Si mon moi de vingt ans me rencontrait, il me mépriserait. Il ne comprendrait pas ces choses que je fais pour prendre soin de moi. Une partie de mes difficultés à être pleinement joyeux viennent de ce que je crois devoir rester fidèle à toutes les versions de moi qui ont existé.
Il y a quelque chose qui reste, comme une essence, un noyau qui ne bouge pas. Cette capacité à me percevoir. « Je ». Cette première personne, qui agit et dit son action. Mais tout le reste change. Le corps change, les besoins changent, les aspirations changent, les désirs, les plaisirs, les peines, les résistances, tout change.
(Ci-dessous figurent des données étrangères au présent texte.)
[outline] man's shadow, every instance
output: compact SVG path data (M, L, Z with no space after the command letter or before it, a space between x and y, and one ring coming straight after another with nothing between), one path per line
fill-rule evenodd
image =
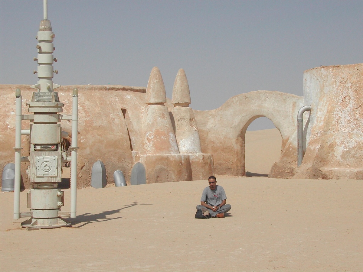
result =
M153 204L145 204L143 203L139 204L136 201L134 201L132 204L125 205L124 205L125 207L124 207L123 208L120 208L120 209L117 209L117 210L114 210L112 211L104 211L103 213L100 213L99 214L93 214L90 213L87 213L83 214L81 214L80 215L77 215L77 217L75 218L70 218L68 220L70 221L72 224L77 223L81 223L83 222L85 222L84 224L83 224L81 226L78 226L75 227L80 228L84 226L87 225L87 224L90 224L90 223L94 223L96 222L103 222L105 221L109 221L109 220L112 220L114 219L119 219L119 218L122 218L124 217L120 216L118 217L107 218L109 216L114 214L117 213L119 212L121 210L123 210L124 209L125 209L127 208L133 207L134 206L135 206L136 205L152 205Z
Alors pourquoi cette loyauté ? Je me sens reconnaissant pour le chemin parcouru, pour chaque étape, chaque apprentissage des différents âges de ma vie mais si j’ai envie d’aller voir un match de hockey, si ça me fait plaisir, quel droit le petit con que j’étais à vingt ans, qui portait des jugements à l’emporte pièce a-t-il de ternir mon plaisir ?
Aucun.
Si le bébé que j’étais n’avait pas envie de voir le jour, quel droit a-t-il de m’empêcher de vouloir jouir de ma vie aujourd’hui ? Aucun.
Le problème, c’est que je traîne ces versions de moi comme des livres jaunissants dans le sac à dos de mon passé. J’ai tellement l’habitude de les porter que j’oublie leur présence. Mais le poids est réel sur mes épaules, il ralentit ma progression, il alourdit mes pas et fatigue mon âme.
Alors faire le tri. Regarder chaque tome, en tourner les pages, sourire ou grincer des dents à l’évocation des souvenirs qu’elles contiennent. Puis déposer le livre sur le coin de la route, avec un merci. Et déposer le suivant. Et le suivant. Jusqu’à ce que le sac soit vide. Abandonner le sac, aussi.
Je suis la somme de mes expériences et je suis aussi plus que ça. Plus large. Plus vivant. Je vibre plus fort.
C’est donc ça, intégrer ses vécus : savoir laisser à leur place les expériences du passé pour livrer l’espace à l’expression du présent.